In the past two decades, the prevalence of autism appears to have increased astronomically, from one in 10,000 in the 1980s to one in 88 currently, according to the Centers for Disease Control.
Why that is has led to much debate. In fact, some dispute claims of an increase in autism, attributing growing numbers to better diagnosis at younger ages as well as a much broader definition of autism spectrum disorders (ASD).
Researchers such as Drexel University’s Brian K. Lee, however, want to explore the possibility of environmental factors.
“We don’t know whether or not the increase is real, but it’s definitely worth investigating,” says Lee, an assistant professor of epidemiology and biostatistics as well as a fellow at the A.J. Drexel Autism Institute. “If there is a real increase, it’s really important to identify risk factors that may explain the increase.”
Along with Swedish collaborators out of the Karolinska Institutet in Stockholm, he is analyzing large population samples of Swedish children to identify environmental risks for autism. (Genetics alone cannot account for the rapid increase in autism seen in recent years, he says.)
Lee’s work explores many areas, including the role of infection and inflammation in early life as well as the mother’s diet during pregnancy. Another area of interest is parental age at conception.
“Now that we see an association, we want to try and explain it … instead of just guessing why we see these things.”
– Brian Lee, fellow,
A.J. Drexel Autism Institute
Most recently, he looked at parents’ age as a risk factor for autism, with a special — and novel — focus on whether age is a factor for the additional problem of intellectual disabilities in some autistic children. His findings, which were published earlier this year in the International Journal of Epidemiology, were based on data on 417,303 Swedish children born between 1984 and 2003. His work was funded through grants from Autism Speaks and the Swedish Research Council.
“Both the mother’s and father’s age matters in terms of a child’s autism risk,” Lee says. “The older the parent is, the higher the risk the child has.”
But the data also highlighted the differing impact of a mother’s age when compared to a father’s age.
Mothers show a sharp increase in bearing autistic children only after age 30. For fathers, however, the chance of having a child with autism increases linearly for each year of age, Lee says. “It’s a slow, steady climb,” he says.

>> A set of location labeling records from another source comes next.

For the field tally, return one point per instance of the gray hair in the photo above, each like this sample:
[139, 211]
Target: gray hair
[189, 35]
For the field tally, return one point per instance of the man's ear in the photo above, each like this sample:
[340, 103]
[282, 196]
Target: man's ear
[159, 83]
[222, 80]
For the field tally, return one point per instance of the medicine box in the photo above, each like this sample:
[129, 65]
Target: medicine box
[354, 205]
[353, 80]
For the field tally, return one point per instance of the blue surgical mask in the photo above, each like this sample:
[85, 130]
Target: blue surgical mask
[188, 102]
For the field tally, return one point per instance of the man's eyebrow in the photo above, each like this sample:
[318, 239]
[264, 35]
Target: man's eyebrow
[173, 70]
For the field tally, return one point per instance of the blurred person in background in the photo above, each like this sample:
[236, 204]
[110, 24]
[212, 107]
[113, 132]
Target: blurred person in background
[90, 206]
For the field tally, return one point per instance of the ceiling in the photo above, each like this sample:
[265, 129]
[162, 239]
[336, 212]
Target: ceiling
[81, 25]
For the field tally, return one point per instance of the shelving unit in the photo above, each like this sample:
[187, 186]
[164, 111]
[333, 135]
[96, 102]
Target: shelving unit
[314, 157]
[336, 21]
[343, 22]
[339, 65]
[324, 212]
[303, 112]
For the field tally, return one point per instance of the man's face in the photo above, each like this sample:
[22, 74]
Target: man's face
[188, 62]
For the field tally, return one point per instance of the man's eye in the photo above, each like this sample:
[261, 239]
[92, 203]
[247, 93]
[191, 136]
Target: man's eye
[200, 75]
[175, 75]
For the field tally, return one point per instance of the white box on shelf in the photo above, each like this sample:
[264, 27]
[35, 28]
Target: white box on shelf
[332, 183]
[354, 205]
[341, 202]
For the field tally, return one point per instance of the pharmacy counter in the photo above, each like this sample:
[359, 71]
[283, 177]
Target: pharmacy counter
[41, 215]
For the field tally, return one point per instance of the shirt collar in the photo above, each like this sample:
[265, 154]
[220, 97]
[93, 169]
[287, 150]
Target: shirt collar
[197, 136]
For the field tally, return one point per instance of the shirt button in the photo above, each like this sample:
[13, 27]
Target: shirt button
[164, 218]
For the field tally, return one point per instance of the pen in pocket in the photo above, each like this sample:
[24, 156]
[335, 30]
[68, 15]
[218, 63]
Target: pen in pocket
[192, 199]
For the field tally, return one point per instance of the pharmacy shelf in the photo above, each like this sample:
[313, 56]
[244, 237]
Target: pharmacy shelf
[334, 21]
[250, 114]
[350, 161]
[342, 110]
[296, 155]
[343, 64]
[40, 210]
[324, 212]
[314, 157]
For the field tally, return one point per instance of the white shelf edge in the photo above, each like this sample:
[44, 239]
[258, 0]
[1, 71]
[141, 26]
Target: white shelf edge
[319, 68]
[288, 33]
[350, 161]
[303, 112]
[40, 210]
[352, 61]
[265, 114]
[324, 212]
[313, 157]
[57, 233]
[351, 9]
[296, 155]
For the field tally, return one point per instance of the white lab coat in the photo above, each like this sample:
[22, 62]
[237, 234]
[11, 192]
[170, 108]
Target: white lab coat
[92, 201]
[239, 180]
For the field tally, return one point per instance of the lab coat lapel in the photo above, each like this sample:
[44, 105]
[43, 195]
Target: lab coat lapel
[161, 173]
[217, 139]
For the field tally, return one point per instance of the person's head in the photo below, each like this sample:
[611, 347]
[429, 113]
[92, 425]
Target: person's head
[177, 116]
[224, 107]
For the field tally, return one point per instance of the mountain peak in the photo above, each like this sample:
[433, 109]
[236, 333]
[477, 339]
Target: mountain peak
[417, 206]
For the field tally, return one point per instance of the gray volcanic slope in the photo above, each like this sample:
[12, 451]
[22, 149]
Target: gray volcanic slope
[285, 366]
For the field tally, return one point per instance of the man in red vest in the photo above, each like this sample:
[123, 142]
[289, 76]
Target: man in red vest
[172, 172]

The research also found that the father’s age has a bigger impact when the mother is 35 years old or younger. In contrast, a mother’s advancing years raised the risk regardless of the father’s age.
“When mothers are younger the father’s risk is more apparent,” Lee says. “But as mothers get older, their risk tends to overshadow any risk from the fathers.”
Much of the recent research on autism has focused on the father’s age and the quality of the sperm, which accumulates mutations over time. Lee, however, notes that his study concludes that “maternal age has greater implications for ASD risk than a similar increase in paternal age.”
Older parental age also correlates with autistic children with intellectual disabilities — and this study is believed to be the first of its kind to look at that aspect, according to Lee.
One reason for this association could be the greater chance of passing along genomic alterations with parental age. But another possibility is environmental factors, such as whether the child was delivered by C-section or vaginally.
“Now that we see an association, we want to try and explain it … instead of just guessing why we see these things,” he says.